You can browse the official project page, read the paper, and jump to the broader NVlabs/Sana repo that minchoi's repo link pointed people toward. The demos are a fun spread: the driving clip turns rain into dawn snow, the edit demo removes a person across a full shot, and the robotics example swaps human limbs for robot hardware without changing the interaction.
Demo set
The strongest part of this release is how varied the edit prompts are. NVIDIA is not just showing filters. It is showing scene changes, object replacement, style transfer, inpainting, and body-part remapping on moving footage.

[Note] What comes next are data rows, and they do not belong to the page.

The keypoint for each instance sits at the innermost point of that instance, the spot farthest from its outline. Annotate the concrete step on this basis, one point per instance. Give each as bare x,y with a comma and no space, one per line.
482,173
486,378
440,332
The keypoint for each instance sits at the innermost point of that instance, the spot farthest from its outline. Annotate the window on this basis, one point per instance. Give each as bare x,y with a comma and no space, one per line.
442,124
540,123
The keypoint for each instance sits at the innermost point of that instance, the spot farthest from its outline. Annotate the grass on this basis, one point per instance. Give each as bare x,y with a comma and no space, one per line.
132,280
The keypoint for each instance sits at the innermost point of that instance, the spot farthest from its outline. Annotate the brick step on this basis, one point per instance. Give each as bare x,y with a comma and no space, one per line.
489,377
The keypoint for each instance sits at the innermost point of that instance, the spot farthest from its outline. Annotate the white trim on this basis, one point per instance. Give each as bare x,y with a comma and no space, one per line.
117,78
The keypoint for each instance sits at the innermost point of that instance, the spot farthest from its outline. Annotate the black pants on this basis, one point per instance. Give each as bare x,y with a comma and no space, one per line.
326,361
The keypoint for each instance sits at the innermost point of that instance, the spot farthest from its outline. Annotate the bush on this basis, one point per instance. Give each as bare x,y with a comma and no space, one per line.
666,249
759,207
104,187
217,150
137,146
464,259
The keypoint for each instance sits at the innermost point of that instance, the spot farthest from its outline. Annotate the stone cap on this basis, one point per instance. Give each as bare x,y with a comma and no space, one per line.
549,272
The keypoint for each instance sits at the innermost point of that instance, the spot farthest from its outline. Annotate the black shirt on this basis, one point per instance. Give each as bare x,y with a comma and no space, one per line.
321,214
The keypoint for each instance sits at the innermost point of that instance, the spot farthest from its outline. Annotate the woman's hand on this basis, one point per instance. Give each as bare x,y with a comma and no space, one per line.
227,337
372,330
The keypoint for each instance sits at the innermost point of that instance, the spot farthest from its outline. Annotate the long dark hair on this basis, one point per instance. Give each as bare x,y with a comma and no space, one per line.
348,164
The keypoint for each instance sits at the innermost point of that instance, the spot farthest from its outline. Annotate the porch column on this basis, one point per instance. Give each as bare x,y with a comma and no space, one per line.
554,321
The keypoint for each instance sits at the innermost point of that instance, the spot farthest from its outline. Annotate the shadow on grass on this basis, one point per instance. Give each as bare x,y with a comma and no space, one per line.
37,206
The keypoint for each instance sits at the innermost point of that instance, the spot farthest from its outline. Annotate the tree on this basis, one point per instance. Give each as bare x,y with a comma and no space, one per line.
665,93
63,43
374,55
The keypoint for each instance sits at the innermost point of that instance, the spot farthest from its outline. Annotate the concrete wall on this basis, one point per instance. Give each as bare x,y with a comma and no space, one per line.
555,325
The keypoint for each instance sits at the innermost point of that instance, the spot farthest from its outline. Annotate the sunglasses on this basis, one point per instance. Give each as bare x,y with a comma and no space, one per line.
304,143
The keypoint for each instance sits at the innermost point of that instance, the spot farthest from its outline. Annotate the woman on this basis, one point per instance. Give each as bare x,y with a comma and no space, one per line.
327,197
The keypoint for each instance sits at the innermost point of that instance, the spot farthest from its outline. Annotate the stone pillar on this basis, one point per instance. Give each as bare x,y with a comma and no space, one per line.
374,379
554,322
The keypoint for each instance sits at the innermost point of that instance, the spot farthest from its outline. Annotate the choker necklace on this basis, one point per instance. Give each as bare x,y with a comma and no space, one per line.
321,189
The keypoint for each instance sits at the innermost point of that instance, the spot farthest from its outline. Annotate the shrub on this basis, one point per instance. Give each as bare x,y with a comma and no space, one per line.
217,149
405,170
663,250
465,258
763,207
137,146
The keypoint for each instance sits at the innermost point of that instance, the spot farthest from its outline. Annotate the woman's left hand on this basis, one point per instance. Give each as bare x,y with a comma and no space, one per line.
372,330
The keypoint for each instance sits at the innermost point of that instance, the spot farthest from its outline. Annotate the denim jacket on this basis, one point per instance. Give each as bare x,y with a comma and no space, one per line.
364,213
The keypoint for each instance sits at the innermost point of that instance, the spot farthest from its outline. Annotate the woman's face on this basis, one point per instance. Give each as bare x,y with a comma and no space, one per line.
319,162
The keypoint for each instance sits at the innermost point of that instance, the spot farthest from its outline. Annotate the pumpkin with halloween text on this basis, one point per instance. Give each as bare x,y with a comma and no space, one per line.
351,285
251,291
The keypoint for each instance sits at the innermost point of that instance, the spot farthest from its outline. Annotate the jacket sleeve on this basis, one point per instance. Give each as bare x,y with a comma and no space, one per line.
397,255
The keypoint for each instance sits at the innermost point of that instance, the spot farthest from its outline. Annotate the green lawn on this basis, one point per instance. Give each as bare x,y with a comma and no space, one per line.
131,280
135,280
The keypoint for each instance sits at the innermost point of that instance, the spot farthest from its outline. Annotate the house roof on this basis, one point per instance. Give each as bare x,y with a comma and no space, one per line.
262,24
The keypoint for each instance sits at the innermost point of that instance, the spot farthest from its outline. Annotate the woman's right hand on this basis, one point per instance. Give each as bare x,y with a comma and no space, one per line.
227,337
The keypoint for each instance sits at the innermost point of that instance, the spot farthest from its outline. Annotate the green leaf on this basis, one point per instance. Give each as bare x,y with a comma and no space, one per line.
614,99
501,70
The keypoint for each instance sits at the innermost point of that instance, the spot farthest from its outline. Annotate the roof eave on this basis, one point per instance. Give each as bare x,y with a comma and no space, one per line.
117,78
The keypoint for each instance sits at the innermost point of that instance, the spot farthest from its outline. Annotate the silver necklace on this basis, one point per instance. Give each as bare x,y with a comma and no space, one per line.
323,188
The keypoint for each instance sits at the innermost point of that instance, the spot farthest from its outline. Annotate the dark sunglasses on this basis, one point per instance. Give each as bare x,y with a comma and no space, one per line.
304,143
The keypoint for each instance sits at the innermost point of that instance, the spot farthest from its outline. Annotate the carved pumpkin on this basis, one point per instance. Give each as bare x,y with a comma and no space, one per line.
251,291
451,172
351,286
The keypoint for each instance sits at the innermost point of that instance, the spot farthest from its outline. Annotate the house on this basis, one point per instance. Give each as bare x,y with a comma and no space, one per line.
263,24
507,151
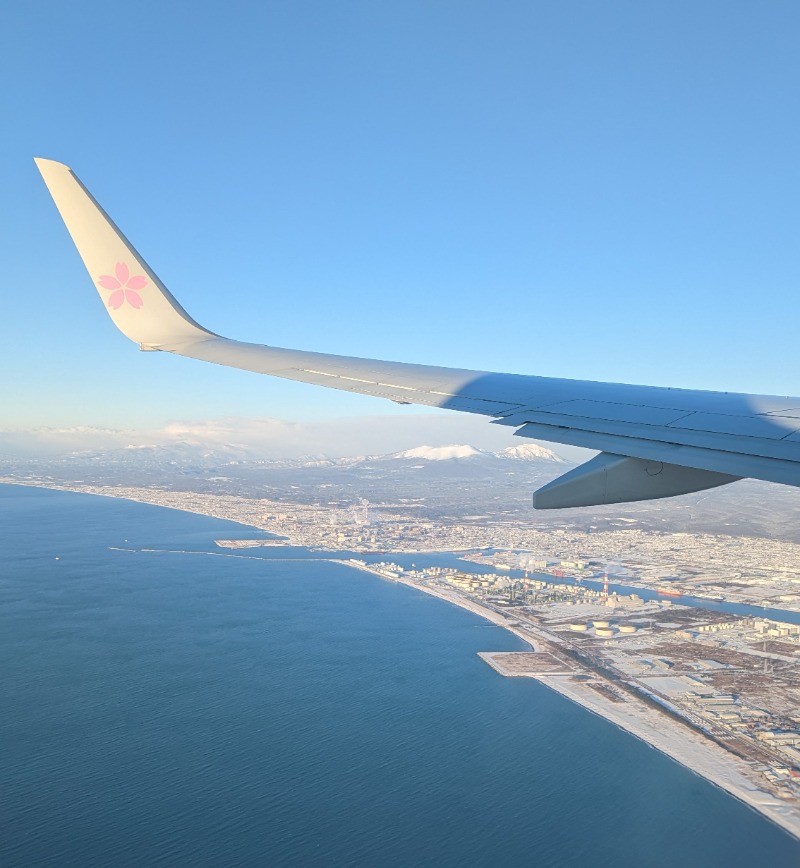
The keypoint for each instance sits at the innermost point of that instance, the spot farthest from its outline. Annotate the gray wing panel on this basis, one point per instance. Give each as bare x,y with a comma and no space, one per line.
729,433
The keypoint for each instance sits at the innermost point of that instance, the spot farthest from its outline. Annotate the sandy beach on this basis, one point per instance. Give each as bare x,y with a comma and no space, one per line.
662,732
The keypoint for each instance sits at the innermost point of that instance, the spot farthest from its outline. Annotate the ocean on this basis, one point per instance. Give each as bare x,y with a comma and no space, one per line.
185,708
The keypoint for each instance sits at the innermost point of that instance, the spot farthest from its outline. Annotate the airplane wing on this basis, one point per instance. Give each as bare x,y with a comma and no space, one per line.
653,442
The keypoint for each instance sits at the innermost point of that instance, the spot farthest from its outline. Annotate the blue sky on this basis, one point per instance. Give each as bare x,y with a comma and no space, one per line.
603,191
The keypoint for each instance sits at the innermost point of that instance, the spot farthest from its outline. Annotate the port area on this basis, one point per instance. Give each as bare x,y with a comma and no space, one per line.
717,693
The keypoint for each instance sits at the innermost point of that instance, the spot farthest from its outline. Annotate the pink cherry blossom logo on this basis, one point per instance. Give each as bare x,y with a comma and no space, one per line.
124,287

Across the tweet thread, the demo categories break down like this:
- Autonomous-driving weather and lighting shift: rain to light snowfall at dawn minchoi's autonomous-driving demo
- Person removal with temporally consistent background inpainting minchoi's inpainting demo
- Chinese ink wash style transfer over the full clip minchoi's style-transfer example
- Local object replacement, green car to metallic red minchoi's local-edit demo
- Full scene mood shift to a dawn aesthetic minchoi's dawn-scene demo
- Robotics overlay that preserves object interaction timing minchoi's robotics demo
Real-time numbers
NVIDIA's project page makes three concrete claims: one-minute editing, 1280 x 704 output, and 24 FPS end-to-end on a single RTX 5090. The paper adds that the diffusion core itself runs at 58 FPS after fused kernels and mixed-precision quantization tuned for Blackwell.
That is the interesting part for creators. The pitch is not offline cleanup after a render. The pitch is footage that keeps playing while the edit model keeps up.
Causal pipeline
According to the project page, SANA-Streaming uses a Hybrid Diffusion Transformer that mixes Gated DeltaNet blocks for compact global memory with softmax-attention blocks for local source alignment. The paper says Cycle-Reverse Regularization trains the model to reconstruct source frames from edited output, which is how NVIDIA tries to keep long clips from drifting.

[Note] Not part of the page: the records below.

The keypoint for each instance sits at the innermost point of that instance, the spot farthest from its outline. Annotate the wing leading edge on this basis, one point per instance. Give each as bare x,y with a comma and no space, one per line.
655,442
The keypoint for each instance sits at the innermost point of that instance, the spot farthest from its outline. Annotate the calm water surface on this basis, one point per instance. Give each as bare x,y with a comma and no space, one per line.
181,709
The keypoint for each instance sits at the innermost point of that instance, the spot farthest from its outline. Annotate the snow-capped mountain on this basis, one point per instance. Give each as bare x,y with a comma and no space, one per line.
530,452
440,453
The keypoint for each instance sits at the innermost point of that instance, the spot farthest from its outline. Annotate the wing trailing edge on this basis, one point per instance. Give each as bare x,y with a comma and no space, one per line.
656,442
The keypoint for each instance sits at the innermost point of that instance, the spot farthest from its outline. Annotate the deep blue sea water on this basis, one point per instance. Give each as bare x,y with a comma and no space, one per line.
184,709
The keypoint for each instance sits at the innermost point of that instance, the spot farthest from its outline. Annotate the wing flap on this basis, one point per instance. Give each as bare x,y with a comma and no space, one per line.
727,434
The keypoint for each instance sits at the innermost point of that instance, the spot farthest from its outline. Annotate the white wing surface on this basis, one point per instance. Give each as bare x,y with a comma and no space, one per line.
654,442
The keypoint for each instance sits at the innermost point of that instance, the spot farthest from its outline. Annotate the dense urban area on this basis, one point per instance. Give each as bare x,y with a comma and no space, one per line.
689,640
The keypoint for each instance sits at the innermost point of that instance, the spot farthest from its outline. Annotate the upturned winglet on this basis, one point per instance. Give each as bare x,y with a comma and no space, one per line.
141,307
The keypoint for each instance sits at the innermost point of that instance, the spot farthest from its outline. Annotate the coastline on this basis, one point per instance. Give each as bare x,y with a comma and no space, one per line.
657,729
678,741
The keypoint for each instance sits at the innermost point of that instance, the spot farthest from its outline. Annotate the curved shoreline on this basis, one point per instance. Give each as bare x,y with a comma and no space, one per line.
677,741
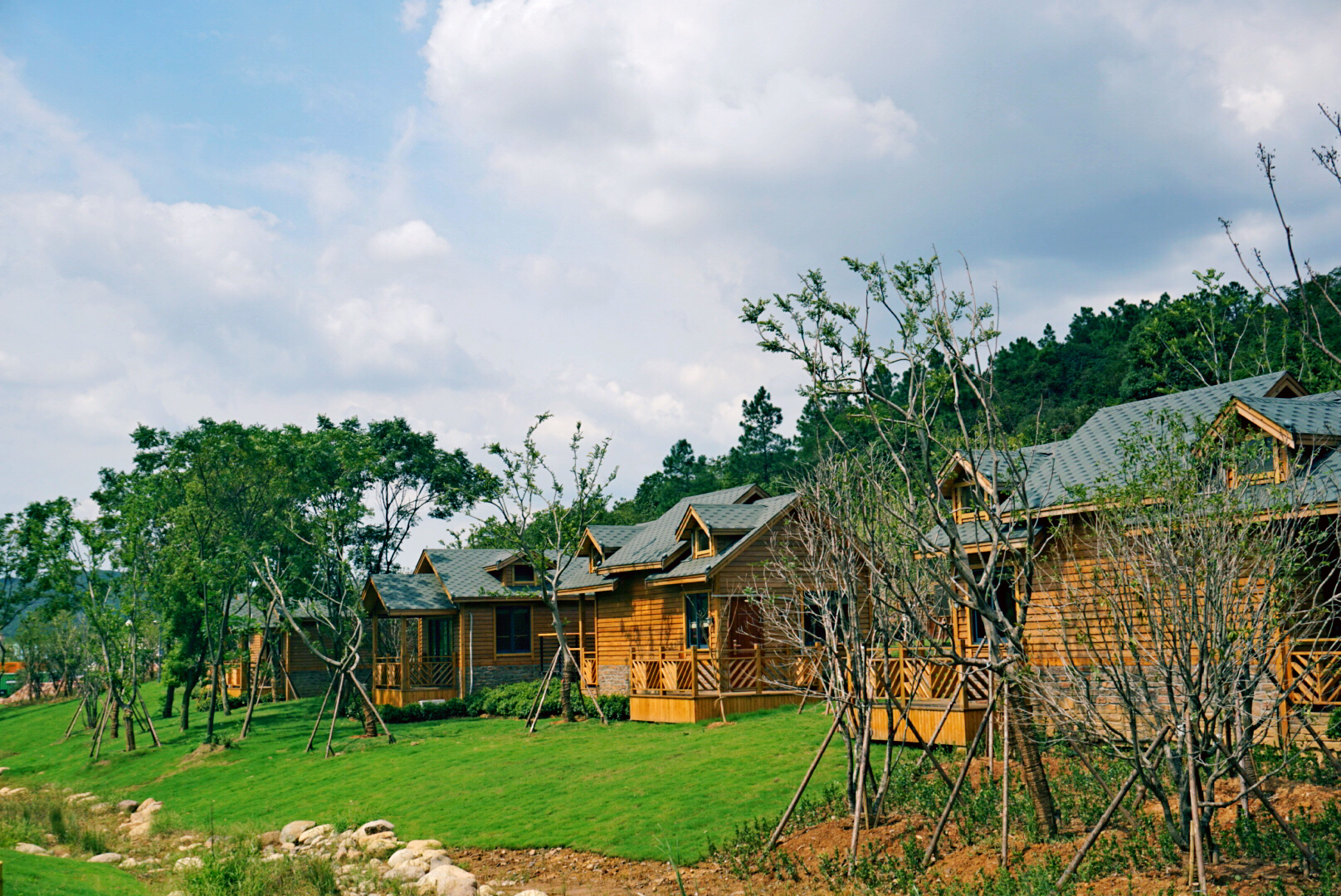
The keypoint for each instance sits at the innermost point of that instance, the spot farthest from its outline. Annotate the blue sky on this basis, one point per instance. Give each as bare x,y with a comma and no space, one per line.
472,212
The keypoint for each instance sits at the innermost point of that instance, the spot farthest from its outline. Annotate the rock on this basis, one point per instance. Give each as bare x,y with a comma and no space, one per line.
378,826
289,833
314,833
401,856
407,872
424,844
448,880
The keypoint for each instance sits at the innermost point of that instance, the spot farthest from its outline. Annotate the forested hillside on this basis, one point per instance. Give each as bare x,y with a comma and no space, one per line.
1045,389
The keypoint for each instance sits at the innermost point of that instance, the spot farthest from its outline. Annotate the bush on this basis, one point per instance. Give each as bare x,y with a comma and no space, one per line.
510,700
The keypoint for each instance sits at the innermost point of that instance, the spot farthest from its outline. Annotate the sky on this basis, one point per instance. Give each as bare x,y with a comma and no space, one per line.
467,213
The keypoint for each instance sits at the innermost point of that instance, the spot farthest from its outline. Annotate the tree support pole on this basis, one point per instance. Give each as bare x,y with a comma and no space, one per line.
1108,813
330,735
805,782
311,738
959,782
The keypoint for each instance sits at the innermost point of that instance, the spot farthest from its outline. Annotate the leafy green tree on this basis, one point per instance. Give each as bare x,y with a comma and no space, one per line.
762,455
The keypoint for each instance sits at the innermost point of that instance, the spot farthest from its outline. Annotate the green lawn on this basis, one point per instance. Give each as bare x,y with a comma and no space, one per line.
50,876
622,791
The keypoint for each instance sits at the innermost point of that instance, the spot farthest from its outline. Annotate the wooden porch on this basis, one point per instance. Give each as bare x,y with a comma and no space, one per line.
409,663
935,694
692,684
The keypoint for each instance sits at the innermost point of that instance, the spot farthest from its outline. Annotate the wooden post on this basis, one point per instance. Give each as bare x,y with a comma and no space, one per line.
694,672
374,654
405,656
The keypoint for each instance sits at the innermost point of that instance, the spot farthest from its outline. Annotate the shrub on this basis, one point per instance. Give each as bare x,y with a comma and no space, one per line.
510,700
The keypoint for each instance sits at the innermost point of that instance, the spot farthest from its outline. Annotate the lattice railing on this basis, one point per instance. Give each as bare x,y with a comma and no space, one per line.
1313,672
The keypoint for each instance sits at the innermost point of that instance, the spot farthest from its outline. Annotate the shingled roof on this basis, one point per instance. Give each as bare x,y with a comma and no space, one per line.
408,592
464,572
1095,451
656,542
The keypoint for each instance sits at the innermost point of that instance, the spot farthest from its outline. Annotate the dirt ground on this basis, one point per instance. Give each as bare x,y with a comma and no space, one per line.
574,874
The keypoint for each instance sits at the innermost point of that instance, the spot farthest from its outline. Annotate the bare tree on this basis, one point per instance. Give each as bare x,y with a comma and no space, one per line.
1312,298
1173,598
542,517
925,402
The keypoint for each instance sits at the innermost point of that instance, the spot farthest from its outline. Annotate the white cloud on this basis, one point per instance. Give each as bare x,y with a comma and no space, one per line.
408,241
633,112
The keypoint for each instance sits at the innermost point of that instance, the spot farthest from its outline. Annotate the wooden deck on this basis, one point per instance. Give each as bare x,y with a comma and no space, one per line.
401,680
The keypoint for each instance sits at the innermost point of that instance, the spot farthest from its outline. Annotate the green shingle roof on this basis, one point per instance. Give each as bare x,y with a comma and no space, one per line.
656,541
1312,415
731,517
1095,451
464,572
401,592
761,513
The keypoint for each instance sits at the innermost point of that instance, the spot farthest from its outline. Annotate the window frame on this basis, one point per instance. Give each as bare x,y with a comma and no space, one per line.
511,613
698,626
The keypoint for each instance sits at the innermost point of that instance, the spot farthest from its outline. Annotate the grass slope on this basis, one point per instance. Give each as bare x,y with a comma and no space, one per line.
48,876
628,791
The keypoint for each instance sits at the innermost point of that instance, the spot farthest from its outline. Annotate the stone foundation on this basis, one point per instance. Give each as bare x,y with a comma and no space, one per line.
491,676
612,679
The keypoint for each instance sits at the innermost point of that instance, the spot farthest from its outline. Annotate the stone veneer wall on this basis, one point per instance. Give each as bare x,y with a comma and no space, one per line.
613,679
313,683
491,676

The same page says a causal VAE decoder handles streaming generation and decoding. That matters because the release is explicitly about preserving source motion and non-edited content, not generating a brand-new clip from scratch.
Stacked edits
One of the more useful demos is minchoi's one-source-multiple-edits clip, which applies two different edits to the same source video: a background swap to a speakeasy lounge, then a wardrobe change to a burgundy velvet smoking jacket.
That same thread also ends in a robotics example where hands and forearms become articulated robot parts while the tool use stays intact minchoi's robotics demo. Between the stacked-edit clip and the robotics pass, NVIDIA is quietly showing that the system is built for selective rewrites inside an existing performance, not just whole-frame restyling.